A lot of Kincaid’s book can probably be boiled down to the internet-popular phrase “check your privilege”. Most people who use this phrase are just asking for awareness: be aware of how your circumstances compare to someone else who may have been born into a different family, country, culture, race, sexual orientation, etc. This idea is hotly debated by anyone who feels like they reached their position in life purely through merit [which I wrote a strong rebuttal against -Evan] and in some areas of the internet it has been so overused that it has almost lost all meaning. It is still, however, one of the most concise ways of saying what Jamaica Kincaid hints at over and over again in A Small Place.
So what does it mean to “check your privilege” when it comes to tourism?
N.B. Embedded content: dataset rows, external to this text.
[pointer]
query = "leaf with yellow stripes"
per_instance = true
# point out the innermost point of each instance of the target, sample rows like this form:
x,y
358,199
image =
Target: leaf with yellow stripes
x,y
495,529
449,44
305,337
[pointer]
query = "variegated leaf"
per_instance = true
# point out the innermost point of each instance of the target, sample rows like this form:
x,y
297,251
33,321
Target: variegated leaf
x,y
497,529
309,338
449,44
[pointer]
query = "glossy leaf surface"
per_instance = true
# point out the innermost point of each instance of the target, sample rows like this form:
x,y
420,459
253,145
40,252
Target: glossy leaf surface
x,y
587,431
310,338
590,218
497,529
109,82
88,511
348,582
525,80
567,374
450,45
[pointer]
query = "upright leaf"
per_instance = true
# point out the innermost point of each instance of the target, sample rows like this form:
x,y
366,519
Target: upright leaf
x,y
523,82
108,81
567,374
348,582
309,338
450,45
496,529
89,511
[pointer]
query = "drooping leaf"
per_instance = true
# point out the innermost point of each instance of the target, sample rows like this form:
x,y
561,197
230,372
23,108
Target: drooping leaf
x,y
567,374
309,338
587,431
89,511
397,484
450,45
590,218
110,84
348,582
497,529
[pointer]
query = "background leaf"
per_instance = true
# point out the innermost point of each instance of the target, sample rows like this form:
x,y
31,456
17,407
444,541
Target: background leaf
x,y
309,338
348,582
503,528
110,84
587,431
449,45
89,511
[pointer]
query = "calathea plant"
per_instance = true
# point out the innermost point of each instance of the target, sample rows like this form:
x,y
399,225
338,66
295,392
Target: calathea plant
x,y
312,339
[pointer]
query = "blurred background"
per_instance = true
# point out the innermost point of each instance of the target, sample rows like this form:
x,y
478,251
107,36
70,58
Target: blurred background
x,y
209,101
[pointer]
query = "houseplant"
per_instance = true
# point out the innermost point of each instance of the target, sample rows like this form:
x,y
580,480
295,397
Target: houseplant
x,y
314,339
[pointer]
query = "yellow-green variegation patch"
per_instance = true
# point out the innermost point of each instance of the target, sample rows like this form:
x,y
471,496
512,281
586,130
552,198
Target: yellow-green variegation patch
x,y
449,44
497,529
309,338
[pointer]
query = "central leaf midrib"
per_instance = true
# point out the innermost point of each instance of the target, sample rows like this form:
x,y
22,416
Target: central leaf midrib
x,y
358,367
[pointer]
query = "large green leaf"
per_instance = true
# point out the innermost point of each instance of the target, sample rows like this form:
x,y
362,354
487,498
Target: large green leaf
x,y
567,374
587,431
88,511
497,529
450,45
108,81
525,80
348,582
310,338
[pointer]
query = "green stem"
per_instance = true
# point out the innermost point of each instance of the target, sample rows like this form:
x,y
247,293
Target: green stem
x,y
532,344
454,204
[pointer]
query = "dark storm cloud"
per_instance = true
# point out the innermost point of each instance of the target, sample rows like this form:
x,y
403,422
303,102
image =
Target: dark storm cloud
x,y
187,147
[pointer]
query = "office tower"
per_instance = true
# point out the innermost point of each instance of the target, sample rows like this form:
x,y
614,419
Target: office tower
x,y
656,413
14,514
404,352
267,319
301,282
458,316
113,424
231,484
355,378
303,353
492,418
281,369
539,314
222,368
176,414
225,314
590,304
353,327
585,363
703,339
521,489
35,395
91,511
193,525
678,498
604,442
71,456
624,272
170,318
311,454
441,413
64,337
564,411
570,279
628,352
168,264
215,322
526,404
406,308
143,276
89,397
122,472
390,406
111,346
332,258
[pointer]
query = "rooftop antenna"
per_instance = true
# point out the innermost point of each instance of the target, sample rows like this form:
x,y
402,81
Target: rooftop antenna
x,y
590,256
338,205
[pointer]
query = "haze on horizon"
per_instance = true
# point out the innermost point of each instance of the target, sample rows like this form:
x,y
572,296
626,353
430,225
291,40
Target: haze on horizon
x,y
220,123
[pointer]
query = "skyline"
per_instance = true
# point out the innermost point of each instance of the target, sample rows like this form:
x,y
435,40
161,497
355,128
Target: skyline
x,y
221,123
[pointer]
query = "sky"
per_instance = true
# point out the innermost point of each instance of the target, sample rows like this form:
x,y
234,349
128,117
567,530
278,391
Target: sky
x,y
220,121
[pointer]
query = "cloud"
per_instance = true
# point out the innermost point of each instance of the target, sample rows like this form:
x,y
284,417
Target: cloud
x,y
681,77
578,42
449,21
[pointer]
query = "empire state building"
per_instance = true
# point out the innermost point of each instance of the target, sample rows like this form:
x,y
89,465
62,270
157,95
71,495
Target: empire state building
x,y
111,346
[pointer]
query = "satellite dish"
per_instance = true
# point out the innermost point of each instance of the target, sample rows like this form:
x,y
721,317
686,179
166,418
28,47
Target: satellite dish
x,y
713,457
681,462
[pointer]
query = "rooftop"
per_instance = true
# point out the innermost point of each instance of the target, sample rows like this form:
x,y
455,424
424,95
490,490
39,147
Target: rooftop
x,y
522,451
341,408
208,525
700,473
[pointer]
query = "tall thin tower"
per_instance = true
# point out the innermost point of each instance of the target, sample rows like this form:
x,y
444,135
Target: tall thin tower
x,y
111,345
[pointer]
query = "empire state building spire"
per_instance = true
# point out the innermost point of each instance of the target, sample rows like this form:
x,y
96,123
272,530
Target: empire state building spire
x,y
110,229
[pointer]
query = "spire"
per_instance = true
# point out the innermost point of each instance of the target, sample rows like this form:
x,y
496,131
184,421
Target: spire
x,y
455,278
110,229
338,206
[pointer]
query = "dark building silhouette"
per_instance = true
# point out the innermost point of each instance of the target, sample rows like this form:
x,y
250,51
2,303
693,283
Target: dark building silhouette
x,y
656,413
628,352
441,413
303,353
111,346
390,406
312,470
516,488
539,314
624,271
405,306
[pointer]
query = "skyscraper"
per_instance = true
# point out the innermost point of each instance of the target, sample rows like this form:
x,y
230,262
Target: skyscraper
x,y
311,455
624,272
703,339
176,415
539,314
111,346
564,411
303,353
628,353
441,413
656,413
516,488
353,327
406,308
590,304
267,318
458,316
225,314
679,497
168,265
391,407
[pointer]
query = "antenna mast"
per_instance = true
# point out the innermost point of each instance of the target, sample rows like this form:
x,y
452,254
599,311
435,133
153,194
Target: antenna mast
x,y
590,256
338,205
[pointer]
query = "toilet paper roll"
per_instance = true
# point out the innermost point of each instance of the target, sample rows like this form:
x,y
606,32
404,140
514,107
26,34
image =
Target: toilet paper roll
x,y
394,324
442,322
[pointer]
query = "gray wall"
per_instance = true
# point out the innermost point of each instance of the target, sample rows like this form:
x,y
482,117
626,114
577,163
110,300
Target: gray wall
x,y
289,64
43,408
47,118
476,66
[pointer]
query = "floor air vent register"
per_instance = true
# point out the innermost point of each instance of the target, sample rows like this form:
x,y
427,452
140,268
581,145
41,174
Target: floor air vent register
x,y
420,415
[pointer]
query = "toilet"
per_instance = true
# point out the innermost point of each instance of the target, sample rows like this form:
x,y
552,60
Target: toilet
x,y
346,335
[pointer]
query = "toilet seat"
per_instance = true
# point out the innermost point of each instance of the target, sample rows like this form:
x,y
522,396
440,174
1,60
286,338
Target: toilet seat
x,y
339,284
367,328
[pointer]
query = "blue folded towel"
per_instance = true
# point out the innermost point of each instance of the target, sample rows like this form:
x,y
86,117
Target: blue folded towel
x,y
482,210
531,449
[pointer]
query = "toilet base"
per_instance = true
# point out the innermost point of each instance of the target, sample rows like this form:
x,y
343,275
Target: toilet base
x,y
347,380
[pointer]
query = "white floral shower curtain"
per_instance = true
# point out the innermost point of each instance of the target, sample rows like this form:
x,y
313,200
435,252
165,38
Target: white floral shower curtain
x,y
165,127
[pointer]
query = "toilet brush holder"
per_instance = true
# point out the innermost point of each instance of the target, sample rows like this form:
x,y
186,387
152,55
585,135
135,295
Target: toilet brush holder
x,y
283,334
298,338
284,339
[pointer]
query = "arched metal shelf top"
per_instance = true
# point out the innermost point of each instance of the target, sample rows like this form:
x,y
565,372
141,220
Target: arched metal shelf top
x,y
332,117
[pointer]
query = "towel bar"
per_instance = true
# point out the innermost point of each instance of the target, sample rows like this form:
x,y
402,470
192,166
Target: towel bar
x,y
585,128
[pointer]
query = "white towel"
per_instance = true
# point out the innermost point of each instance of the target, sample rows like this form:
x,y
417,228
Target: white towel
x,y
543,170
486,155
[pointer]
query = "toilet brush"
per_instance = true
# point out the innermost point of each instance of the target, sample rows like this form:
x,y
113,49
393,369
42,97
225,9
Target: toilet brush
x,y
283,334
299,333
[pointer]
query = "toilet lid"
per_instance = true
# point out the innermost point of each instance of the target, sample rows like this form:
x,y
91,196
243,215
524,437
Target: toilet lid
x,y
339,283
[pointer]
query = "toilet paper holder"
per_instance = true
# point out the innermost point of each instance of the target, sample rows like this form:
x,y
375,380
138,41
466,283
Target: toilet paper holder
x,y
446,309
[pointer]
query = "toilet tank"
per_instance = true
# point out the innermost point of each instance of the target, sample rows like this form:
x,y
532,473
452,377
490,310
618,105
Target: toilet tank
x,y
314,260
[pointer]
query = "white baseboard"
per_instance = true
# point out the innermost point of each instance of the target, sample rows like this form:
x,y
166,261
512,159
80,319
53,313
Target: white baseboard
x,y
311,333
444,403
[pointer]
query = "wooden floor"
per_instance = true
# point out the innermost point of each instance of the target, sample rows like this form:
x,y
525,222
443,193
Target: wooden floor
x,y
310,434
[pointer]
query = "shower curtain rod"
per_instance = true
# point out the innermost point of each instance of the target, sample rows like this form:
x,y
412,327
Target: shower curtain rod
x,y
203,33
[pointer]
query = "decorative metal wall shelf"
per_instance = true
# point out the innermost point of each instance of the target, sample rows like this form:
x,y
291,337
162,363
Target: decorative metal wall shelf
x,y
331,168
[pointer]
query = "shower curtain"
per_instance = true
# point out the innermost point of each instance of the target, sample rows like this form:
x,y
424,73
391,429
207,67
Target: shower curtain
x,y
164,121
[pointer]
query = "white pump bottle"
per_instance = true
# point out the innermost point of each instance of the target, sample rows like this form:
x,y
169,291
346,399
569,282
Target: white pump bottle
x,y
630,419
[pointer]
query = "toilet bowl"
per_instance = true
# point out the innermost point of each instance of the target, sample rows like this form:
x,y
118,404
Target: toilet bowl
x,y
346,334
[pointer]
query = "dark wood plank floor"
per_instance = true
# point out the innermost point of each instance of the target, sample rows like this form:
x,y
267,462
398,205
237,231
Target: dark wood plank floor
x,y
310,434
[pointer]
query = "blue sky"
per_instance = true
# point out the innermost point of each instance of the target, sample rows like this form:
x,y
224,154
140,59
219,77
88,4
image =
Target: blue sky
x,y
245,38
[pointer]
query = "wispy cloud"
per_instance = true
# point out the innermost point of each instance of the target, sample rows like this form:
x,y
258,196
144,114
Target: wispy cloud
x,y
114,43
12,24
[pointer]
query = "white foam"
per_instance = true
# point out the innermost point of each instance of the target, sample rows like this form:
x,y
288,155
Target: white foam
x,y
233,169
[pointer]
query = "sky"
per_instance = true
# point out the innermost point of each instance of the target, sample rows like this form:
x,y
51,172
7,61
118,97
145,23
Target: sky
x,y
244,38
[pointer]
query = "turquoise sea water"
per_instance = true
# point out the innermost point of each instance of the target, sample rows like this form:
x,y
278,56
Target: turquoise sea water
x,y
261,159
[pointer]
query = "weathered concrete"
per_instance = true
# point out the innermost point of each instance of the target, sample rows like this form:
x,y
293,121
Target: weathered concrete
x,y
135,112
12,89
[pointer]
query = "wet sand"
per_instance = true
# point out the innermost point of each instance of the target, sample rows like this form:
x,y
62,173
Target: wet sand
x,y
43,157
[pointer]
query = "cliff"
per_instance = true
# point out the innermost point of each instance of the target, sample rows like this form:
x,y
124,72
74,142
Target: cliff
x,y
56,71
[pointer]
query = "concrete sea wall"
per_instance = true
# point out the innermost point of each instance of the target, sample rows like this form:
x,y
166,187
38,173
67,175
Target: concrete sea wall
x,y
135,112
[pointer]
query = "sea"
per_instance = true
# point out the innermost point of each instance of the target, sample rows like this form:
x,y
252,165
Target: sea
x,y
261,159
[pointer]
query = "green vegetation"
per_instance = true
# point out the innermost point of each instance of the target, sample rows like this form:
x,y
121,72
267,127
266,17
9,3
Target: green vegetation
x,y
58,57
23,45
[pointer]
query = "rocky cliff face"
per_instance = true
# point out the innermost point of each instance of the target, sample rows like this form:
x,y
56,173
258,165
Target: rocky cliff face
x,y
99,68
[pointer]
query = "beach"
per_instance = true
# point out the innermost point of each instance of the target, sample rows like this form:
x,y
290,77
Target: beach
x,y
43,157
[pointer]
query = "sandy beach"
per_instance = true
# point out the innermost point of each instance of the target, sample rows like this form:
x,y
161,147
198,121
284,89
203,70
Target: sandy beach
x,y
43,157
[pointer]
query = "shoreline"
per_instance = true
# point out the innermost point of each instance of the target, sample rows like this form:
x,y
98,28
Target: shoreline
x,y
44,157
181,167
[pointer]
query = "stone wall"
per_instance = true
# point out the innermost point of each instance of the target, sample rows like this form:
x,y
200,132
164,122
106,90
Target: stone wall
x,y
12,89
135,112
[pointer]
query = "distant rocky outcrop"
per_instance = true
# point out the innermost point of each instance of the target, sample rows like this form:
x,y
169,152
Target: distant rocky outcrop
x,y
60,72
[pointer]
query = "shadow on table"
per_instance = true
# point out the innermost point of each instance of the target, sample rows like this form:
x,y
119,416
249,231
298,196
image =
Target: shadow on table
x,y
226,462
Does it only mean forcing ourselves to treat the individuals serving us like the real human beings that they are? Or does it go beyond that?
In A Small Place many of Kincaid’s frustrations with tourism are rooted in the way it reinforces social classes and takes advantage of the corruption left behind by colonialism. As tourism becomes more and more important in the economy of countries still suffering from the repercussion of colonialism, is it possible to promote a way to travel that is ethical?
I had never really thought about this question until reading this book, but a quick internet search for ethical tourism brings up a variety of websites aimed at making tourism more ethical. For example, the Ethical Traveler website, says that they aim to “use the economic clout of tourism to protect human rights and the environment.” Meanwhile the Tourism Concern website features an interactive map so you can explore issues of concern in various tourist destinations.
So, what do you think? Will tourism always just be another way for those who have money/opportunity/etc. to lord it over those who don’t? Or is it possible for tourism to be mutually beneficial in the social sense, as well as the financial?